Sunday, February 3, 2008

Literacy in the Days of Old

Gutenberg (Johannes, not the much loved Steve of Zeus and Roxanne fame) is hailed as the father of the printing press and consequently, the movement towards literacy. Well, to put it quite simply, let's give God a big hand for striking good ol' Johannes dead before he could see what has become of literacy in modern day America. Myself included, words such as "totz" and intentional ebonics such as the ever popular "fo sho" have steadily begun to creep into the vocabulary of everyday Americans. However, this isn't some plea for common decency and the return to traditional English. I'll leave that to the more noble publications. On the contrary, this is a question about the origins of the written word and the evolution of language.

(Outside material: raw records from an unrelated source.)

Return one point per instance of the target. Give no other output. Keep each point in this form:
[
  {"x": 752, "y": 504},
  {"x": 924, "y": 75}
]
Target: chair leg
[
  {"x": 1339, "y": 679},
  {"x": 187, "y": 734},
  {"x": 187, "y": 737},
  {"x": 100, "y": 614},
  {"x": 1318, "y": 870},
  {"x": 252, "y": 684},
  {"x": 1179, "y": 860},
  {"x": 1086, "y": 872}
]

More specifically it is the question of how the hell did they understand anything that was written? I'm being entirely serious. This was a time that was ruled by the upper class and even more so, the clergy. Now, this isn't an attack on religion, but it has clearly been proven that those who instill as much faith as these men, who were basing laws on the scripture, are pretty damn stupid. But let's forget about that for a moment. Let's entertain the notion that those people back then were just as smart as people are nowadays. Even then, I still don't really get how they understood it... I mean, I'm in my 2nd year of college, graduated from my high school with honors, but could I tell you half of what Shakespeare was saying in his plays? Well, yes, I could but only after reading it, like, 3 times or reading it in one of those No Fear Shakespeare books where one page is Shaespearean text and on the other page is the translation. Now, I'm not saying I'm a genius, but if serfs were gettin' it and I need a couple run throughs, that just says something to me, that's all. And serfs were pretty much recognized as the lowest of the low, given no opportunities for education or advancement, but they're getting this stuff? Doesn't quite do wonders for the self esteem...

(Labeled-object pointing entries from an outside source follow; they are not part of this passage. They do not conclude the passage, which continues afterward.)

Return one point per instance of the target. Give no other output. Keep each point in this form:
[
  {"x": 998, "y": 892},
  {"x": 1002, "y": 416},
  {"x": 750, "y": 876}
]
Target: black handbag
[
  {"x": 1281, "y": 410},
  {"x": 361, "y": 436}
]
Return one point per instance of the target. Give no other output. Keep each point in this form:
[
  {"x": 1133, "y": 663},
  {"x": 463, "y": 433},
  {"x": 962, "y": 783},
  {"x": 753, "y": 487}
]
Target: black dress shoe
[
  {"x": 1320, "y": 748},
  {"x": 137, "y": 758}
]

But what it does do is make one think. If peasants in the Middle Ages are getting this shit, what happened? I mean, are we really as smart as we think? I know that the language used in older texts was closer to how people spoke back then, but assuming written text is an accurate depiction of the language of a time period, it kinda makes one wonder just what the fuck happened to get us to this stage where "z" is an appropriate substitution for the letter "s"? Okay, maybe that's just something that I do, but still... Are we smarter now just because we can graft a baboon's ass onto a woman's face? At least, I think we can do that... although why you'd want to is a whole nother issue. Somewhere alone the timeline, we lost touch. I don't know what it was or when it happened, but if high school graduates still use Spark Notes (the website of course, because the paperback ones still kinda resemble a book) as a substitution for actual reading, something had to have happened to get us off track.

Another definite possibility is that the whole previous paragraph is irrelevant. Maybe we are just as smart as we say we are. I mean, with all the technical and medical advancements (technical being first and foremost as evidenced by Time naming the iPhone the invention of the year, beating out the medical advancement of the discovery of a bacteria that can convert any blood type to type O aka the universal blood type) we've got to be doing something right. The question is, are we doing it for the right reasons? Gutenberg's printing press was such an advancement because it made knowledge accessible to the masses. It came about in a time when people craved knowledge as much as kids craved Furbies in the 90s and people crave iPhones these days. Now, the inventions that receive the most attention are the ones that offer the quickest route to instant gratification. We've already met our needs, gorged ourselves on knowledge, and now seems to be the time to sit back and let the accessories and trivialities take over.